8/10
Spritz...and fizzle
8 May 2006
Warning: Spoilers
São Paulo, 21st century: a beautiful modern subway system haunted by Martín (Felipe Camargo), a sturdy man in a tweed jacket with a beard and bushy hair and a soft inquiring face. There's something both desolate and eager about him, mellow yet needy. We see him sometimes through a transparent subway map in a station as if this diagram is his future, his brain; he has a big paper version tacked on the wall of his cheap apartment. It's also his bible and his horoscope, the world of his dashed hopes. In his pocket is a little journal book with a marbleized cover where he jots down his random game plans. He follows women he sees in the subway cars. He gives them a name, and he bets on which stop they'll get off at and where they'll go from there. If their path corresponds to his pre-jotted pattern, maybe they're his Laura, his Beatrice. At night, he's a pianist who plays in a club wearing a satin-breasted jacket.

Director Gervitz based 'Jogo Subterrâneo' on a Julio Cortázar story whose meandering lonely-guy plot he may have somewhat over-expanded; the premise is intriguing if ambiguous, but there is a loss of momentum in its development. To begin with, this 'Underground Game' doesn't seem like one anyone can win. Gervitz was assisted by the likes of Jorge Duran though, the word-smith who penned 'Pixote' and 'Kiss of the Spider Woman', so you can't say the dialogue doesn't move. Pacing is very brisk and energetic at first, and we hold on for a good while before we start to lose some of our interest. The first half hour or so is an indeterminate but compulsively watchable chase seen through the nervous but unflagging camera of Lauro Escorel. Music intriguingly enters the mix, worked in through the pianist hero and a happy collaboration with Gervitz's best buddy composer Luiz Enrique Xavier. There's much to enjoy here, till Martín's pursuit leads to too many irrelevant details.

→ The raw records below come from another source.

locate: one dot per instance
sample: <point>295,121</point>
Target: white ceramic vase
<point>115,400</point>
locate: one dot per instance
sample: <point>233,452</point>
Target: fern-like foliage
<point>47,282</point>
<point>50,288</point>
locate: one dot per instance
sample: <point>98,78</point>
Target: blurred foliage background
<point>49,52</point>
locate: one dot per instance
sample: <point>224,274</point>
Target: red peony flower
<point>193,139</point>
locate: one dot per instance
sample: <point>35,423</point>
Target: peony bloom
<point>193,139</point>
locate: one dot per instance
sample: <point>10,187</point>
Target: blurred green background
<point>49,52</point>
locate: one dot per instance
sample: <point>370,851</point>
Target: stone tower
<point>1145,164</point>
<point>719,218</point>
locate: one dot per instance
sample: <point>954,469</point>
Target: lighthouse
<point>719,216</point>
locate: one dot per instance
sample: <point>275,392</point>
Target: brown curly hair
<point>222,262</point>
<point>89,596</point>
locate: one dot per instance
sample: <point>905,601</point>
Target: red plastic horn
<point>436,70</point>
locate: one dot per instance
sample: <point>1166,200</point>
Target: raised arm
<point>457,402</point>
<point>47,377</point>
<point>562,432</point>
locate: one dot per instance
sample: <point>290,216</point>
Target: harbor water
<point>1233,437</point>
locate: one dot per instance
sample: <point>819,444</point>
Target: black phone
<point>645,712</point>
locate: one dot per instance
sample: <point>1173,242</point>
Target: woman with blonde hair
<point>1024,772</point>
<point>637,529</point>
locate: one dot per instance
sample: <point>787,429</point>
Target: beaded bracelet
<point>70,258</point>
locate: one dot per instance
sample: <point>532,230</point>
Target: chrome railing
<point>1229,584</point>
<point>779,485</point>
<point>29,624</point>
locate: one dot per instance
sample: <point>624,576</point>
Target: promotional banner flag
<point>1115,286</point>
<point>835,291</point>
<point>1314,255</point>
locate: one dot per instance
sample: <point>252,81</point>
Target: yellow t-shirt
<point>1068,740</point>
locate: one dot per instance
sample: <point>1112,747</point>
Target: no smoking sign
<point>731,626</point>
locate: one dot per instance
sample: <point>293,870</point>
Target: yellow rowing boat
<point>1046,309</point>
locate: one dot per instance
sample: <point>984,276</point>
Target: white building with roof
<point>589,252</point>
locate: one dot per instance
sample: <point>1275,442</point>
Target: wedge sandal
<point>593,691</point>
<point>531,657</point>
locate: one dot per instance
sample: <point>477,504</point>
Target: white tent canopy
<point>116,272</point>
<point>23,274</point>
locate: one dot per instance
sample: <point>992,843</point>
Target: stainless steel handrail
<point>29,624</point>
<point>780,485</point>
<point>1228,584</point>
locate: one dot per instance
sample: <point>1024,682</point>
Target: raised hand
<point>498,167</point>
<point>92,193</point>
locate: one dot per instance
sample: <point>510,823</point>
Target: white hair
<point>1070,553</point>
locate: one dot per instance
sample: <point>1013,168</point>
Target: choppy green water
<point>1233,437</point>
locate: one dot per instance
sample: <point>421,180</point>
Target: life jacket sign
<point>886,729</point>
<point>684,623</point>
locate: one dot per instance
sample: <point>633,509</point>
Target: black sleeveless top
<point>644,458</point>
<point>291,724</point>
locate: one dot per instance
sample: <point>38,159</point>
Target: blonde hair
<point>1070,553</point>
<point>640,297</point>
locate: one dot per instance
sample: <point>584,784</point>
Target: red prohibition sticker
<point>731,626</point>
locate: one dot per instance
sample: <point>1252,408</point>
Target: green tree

Others come and go, but three women emerge and linger through underground encounters. There's the sympathetic tattoo artist, Tania (Daniela Escobar) with her autistic daughter Victória (Thavyne Ferrari). There's a blind writer named Laura (Julia Lemmertz) whom Martín meets periodically -- in the subway, of course. She has her own game, eavesdropping on conversations and picking up ideas for her fiction. Martín confides in her -- elliptically. He violates his game to pursue a pale, heavily made up woman in red whom he follows outside the subway, even when she doesn't follow the outline he's sketched in his notebook. She's the confused and secretive Ana (Maria Luisa Mendonca) who Martín seems to sense is bad news, but keeps coming back to.

One trouble is it's hard to tell a minor character from a major one. Tania is nice and likes Martín, Laura is bright and stable. Why does our hero insist on pursuing the neurotic, affect-less Ana? Some of the details of her life that finally emerge seem obtrusive, and in the way they're presented, they violate the previously exclusive focus on the hero's point of view. The feel-good ending may resolve some of our questions, but it looks awfully familiar. Too bad, because the film has an appealing look, pace, and sound and its hot/cold urban setting is a pleasant surprise coming from the land of boy gangsters and spider women.

Underground Game has shown at a number of film festivals (Bruges, San Sebastian, Palm Springs, Havana, DC) and I saw it at San Francisco's, April 2006.